Texto eleva punição mínima de quatro para seis anos de prisão e impede que condenados por exploração sexual cumpram pena em regime domiciliar. Proposta segue agora para a Câmara dos Deputados.
  • Categoria: Geral
  • Publicação: 08/10/2025 14:23

Comissão de Constituição e Justiça (CCJ) do Senado Federal aprovou, em caráter terminativo, o projeto que aumenta as penas para crimes de exploração sexual de crianças, adolescentes e pessoas vulneráveis.

A proposta, de autoria do senador Zequinha Marinho (Podemos-PA), eleva a pena de reclusão de quatro a 10 anos para seis a 12 anos.

O texto modifica o artigo 218-B do Código Penal e busca tornar mais rígida a punição para quem submete, induz ou atrai menores de 18 anos à prostituição ou a outras formas de exploração sexual.

O projeto também prevê a mesma pena para casos em que a vítima, por doença ou deficiência mental, não tem discernimento para compreender a situação, bem como para quem facilita ou impede que ela se afaste da exploração.


Segundo Zequinha Marinho, a proposta busca corrigir distorções legais que permitem que condenados por esses crimes cumpram pena em casa.

“Até hoje, o abusador que pegar a pena mínima pode cumpri-la em regime domiciliar, e isso é um verdadeiro absurdo.

A maioria dos casos de abuso e exploração sexual acontece dentro de casa.

Manter o abusador no mesmo ambiente é condenar duas vezes a vítima”, afirmou o senador.

No ano passado, Zequinha Marinho liderou uma comitiva de parlamentares em audiência pública da Comissão de Direitos Humanos (CDH) no arquipélago do Marajó, no Pará região marcada por altos índices de abuso e exploração sexual infantil.

“Precisamos proteger nossos meninos e meninas.

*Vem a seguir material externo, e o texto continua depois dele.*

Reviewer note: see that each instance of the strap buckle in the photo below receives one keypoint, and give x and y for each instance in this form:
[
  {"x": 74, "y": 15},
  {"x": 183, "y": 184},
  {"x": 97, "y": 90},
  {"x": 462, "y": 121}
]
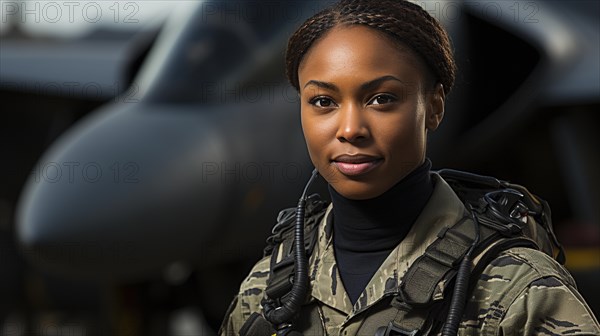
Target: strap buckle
[{"x": 393, "y": 330}]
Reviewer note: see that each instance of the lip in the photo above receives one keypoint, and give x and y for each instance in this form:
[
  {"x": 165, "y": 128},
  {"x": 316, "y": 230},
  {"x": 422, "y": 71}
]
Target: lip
[{"x": 355, "y": 165}]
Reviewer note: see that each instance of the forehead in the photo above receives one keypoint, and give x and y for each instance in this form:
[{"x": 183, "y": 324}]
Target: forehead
[{"x": 359, "y": 52}]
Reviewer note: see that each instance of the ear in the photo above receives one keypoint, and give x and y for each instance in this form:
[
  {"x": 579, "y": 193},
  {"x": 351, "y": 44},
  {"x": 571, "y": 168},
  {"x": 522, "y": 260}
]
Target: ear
[{"x": 435, "y": 107}]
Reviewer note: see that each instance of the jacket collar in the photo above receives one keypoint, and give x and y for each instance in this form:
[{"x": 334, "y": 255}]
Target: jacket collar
[{"x": 443, "y": 209}]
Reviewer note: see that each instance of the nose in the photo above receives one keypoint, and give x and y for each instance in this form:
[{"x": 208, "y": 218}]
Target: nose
[{"x": 352, "y": 124}]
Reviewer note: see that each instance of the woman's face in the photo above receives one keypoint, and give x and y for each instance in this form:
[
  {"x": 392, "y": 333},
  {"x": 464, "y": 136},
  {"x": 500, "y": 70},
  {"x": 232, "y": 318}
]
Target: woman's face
[{"x": 365, "y": 112}]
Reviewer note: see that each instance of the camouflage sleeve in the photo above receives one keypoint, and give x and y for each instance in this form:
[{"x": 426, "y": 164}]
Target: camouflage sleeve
[
  {"x": 549, "y": 306},
  {"x": 247, "y": 301},
  {"x": 525, "y": 292}
]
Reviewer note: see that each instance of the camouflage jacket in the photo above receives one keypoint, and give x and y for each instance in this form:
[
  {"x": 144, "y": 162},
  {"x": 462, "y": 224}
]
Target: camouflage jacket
[{"x": 521, "y": 292}]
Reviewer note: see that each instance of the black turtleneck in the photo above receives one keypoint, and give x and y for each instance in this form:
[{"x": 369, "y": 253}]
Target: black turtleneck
[{"x": 366, "y": 231}]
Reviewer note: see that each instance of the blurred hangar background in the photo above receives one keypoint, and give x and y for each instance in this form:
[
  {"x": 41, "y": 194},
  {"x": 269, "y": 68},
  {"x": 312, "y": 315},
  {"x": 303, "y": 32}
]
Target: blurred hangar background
[{"x": 148, "y": 145}]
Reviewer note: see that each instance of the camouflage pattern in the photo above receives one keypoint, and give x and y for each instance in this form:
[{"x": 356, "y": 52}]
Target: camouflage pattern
[{"x": 521, "y": 292}]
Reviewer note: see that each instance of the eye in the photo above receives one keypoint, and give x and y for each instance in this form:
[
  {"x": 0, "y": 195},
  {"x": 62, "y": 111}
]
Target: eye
[
  {"x": 382, "y": 99},
  {"x": 322, "y": 102}
]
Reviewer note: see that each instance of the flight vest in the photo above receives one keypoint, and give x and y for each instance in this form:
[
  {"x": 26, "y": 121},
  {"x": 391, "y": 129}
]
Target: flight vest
[{"x": 499, "y": 216}]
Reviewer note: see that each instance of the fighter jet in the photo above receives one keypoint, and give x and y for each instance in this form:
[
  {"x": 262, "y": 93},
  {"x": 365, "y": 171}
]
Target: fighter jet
[{"x": 180, "y": 176}]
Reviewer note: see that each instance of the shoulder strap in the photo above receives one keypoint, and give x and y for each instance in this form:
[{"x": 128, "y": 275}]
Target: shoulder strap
[
  {"x": 280, "y": 245},
  {"x": 501, "y": 212}
]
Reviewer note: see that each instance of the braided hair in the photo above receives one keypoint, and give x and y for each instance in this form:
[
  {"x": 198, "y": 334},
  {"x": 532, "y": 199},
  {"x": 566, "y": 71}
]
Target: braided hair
[{"x": 403, "y": 21}]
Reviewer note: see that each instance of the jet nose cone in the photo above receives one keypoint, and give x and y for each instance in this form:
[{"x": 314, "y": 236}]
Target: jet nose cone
[{"x": 123, "y": 193}]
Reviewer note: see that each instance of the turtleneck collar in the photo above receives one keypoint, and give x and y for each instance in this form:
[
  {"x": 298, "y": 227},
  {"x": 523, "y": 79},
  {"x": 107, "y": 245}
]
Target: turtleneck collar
[
  {"x": 366, "y": 231},
  {"x": 380, "y": 222}
]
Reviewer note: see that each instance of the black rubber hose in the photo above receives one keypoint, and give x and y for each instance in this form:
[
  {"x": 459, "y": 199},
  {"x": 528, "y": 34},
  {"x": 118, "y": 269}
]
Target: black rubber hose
[
  {"x": 284, "y": 314},
  {"x": 459, "y": 297}
]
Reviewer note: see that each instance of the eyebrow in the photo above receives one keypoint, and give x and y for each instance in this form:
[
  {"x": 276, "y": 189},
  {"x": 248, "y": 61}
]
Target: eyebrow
[{"x": 363, "y": 87}]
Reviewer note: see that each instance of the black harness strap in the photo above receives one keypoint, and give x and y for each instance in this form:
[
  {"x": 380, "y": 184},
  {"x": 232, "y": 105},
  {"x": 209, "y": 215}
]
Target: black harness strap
[{"x": 281, "y": 243}]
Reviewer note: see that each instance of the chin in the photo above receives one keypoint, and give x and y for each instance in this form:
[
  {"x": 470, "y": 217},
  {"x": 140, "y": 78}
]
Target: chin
[{"x": 357, "y": 190}]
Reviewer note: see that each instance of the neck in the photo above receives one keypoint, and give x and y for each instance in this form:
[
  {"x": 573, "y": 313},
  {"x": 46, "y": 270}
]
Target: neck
[
  {"x": 366, "y": 231},
  {"x": 382, "y": 221}
]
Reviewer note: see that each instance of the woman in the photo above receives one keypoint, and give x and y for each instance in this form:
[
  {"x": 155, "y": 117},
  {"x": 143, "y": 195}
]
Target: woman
[{"x": 372, "y": 78}]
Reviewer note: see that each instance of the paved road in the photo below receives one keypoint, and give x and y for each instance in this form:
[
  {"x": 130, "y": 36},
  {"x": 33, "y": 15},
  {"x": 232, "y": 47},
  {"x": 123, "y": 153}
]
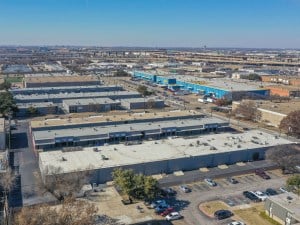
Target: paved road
[{"x": 201, "y": 192}]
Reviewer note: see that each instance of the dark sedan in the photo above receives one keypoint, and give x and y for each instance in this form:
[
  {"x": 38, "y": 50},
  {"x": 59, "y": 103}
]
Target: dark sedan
[{"x": 223, "y": 214}]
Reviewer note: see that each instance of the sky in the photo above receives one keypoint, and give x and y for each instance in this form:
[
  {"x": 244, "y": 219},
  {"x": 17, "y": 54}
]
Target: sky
[{"x": 151, "y": 23}]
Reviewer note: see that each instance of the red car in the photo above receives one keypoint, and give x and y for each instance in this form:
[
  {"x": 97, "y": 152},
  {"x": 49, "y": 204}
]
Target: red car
[{"x": 167, "y": 211}]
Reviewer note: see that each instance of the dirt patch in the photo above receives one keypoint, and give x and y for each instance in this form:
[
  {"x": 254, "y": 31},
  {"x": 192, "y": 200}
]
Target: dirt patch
[
  {"x": 209, "y": 208},
  {"x": 251, "y": 215}
]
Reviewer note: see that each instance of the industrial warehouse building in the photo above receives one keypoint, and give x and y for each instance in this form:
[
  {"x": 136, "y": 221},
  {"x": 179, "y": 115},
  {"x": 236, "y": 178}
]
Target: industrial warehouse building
[
  {"x": 143, "y": 103},
  {"x": 285, "y": 90},
  {"x": 58, "y": 98},
  {"x": 105, "y": 120},
  {"x": 58, "y": 81},
  {"x": 284, "y": 208},
  {"x": 2, "y": 134},
  {"x": 42, "y": 108},
  {"x": 99, "y": 135},
  {"x": 65, "y": 89},
  {"x": 215, "y": 87},
  {"x": 90, "y": 105},
  {"x": 160, "y": 156}
]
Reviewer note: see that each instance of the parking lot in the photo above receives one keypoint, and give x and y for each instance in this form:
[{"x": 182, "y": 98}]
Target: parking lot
[{"x": 231, "y": 194}]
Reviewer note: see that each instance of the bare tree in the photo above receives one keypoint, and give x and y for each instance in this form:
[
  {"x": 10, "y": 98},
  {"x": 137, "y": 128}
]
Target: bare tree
[
  {"x": 248, "y": 111},
  {"x": 291, "y": 124},
  {"x": 287, "y": 157}
]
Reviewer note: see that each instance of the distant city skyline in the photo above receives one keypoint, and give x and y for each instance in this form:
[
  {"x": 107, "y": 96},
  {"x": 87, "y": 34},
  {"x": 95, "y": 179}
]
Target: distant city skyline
[{"x": 152, "y": 23}]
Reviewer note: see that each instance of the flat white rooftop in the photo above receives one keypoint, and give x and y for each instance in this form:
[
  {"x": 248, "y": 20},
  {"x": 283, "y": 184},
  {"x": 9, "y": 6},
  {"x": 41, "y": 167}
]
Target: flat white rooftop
[
  {"x": 75, "y": 95},
  {"x": 222, "y": 83},
  {"x": 89, "y": 101},
  {"x": 150, "y": 151},
  {"x": 120, "y": 128}
]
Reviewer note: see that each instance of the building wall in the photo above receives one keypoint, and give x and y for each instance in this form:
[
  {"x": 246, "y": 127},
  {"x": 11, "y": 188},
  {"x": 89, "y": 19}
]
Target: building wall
[
  {"x": 89, "y": 107},
  {"x": 76, "y": 89},
  {"x": 172, "y": 165},
  {"x": 59, "y": 99},
  {"x": 60, "y": 84},
  {"x": 107, "y": 123},
  {"x": 45, "y": 110},
  {"x": 143, "y": 105},
  {"x": 122, "y": 136},
  {"x": 267, "y": 116},
  {"x": 279, "y": 91},
  {"x": 2, "y": 134},
  {"x": 2, "y": 140}
]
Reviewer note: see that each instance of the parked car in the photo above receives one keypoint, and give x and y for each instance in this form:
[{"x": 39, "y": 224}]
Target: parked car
[
  {"x": 236, "y": 223},
  {"x": 232, "y": 180},
  {"x": 185, "y": 189},
  {"x": 169, "y": 191},
  {"x": 223, "y": 214},
  {"x": 174, "y": 216},
  {"x": 167, "y": 211},
  {"x": 250, "y": 195},
  {"x": 283, "y": 190},
  {"x": 271, "y": 192},
  {"x": 210, "y": 182},
  {"x": 157, "y": 203},
  {"x": 262, "y": 196},
  {"x": 160, "y": 208},
  {"x": 262, "y": 174}
]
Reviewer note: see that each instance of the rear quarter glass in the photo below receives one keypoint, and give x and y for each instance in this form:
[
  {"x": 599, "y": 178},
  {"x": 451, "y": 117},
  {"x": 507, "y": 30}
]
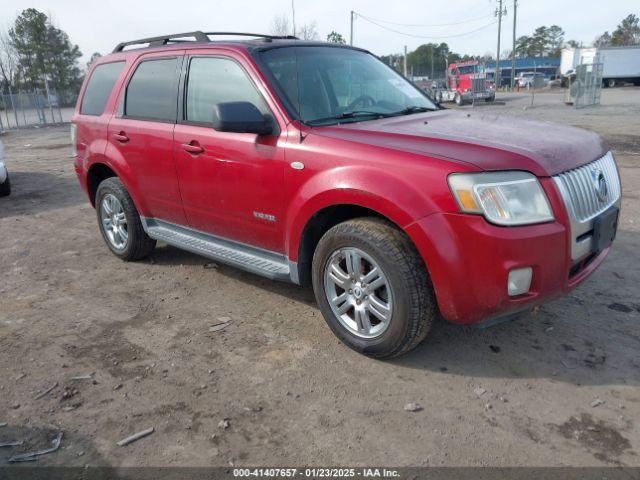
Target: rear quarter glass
[{"x": 99, "y": 87}]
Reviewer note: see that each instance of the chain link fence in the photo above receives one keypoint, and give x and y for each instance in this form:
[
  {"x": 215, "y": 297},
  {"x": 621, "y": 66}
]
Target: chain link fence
[{"x": 36, "y": 107}]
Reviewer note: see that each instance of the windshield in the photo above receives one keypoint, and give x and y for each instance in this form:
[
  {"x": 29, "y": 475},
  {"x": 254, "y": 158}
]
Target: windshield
[{"x": 340, "y": 85}]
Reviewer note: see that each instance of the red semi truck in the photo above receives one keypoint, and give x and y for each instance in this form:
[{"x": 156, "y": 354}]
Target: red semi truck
[{"x": 466, "y": 82}]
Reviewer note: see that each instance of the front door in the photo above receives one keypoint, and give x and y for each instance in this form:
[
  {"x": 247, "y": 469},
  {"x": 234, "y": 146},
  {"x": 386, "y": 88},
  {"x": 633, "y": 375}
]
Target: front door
[{"x": 231, "y": 183}]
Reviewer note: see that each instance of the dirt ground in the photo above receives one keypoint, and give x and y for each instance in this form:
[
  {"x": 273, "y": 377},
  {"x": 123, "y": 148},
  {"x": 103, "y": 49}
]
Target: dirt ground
[{"x": 558, "y": 386}]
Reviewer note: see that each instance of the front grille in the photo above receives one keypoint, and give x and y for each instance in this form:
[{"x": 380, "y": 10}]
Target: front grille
[
  {"x": 478, "y": 84},
  {"x": 580, "y": 188},
  {"x": 584, "y": 196}
]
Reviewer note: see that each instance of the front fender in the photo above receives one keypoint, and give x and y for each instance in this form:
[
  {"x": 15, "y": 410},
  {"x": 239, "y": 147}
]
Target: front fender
[{"x": 369, "y": 187}]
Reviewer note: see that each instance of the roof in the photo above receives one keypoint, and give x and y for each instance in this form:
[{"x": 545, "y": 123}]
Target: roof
[{"x": 199, "y": 39}]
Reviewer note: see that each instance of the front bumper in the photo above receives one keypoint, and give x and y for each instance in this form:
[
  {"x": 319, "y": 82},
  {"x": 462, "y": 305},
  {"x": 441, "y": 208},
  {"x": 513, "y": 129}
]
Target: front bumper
[{"x": 469, "y": 261}]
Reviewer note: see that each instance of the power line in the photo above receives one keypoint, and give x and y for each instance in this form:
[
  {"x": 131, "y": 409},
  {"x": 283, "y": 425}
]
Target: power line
[
  {"x": 423, "y": 25},
  {"x": 426, "y": 36}
]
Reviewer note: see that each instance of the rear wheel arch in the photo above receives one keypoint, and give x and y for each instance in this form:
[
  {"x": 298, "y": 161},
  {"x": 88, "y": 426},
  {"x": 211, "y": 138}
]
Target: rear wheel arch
[
  {"x": 97, "y": 173},
  {"x": 100, "y": 171}
]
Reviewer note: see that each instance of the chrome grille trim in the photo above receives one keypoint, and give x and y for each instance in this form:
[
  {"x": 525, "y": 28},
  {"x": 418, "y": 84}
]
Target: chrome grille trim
[{"x": 578, "y": 190}]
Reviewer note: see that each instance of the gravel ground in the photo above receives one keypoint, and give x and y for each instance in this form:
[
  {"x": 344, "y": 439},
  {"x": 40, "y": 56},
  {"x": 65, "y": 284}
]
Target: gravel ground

Ao endurecer a pena, queremos fazer com que esses monstros pensem duas vezes antes de mexer com nossas crianças”, declarou o parlamentar.

A relatora da proposta na CCJ, senadora Eliziane Gama (PSD-MA), destacou a importância de impedir que benefícios penais, como a substituição da pena por restrição de direitos, sejam aplicados em casos de exploração sexual.

Para ela, a gravidade do crime exige resposta firme do Estado.

“O aumento da pena é uma medida necessária para dissuadir infratores e reafirmar que esse tipo de conduta é absolutamente inaceitável.

Não se pode admitir a impunidade disfarçada por brechas legais”, afirmou.

Eliziane também ressaltou que a decisão da CCJ representa um avanço na proteção das vítimas e na garantia de justiça.

“Não podemos permitir que o sistema jurídico revitimize crianças e adolescentes.

O cumprimento de pena em regime domiciliar, nesses casos, é um retrocesso e uma afronta à dignidade das vítimas”, disse.

Com a aprovação em caráter terminativo, o projeto não precisará passar pelo plenário do Senado e seguirá diretamente para análise da Câmara dos Deputados.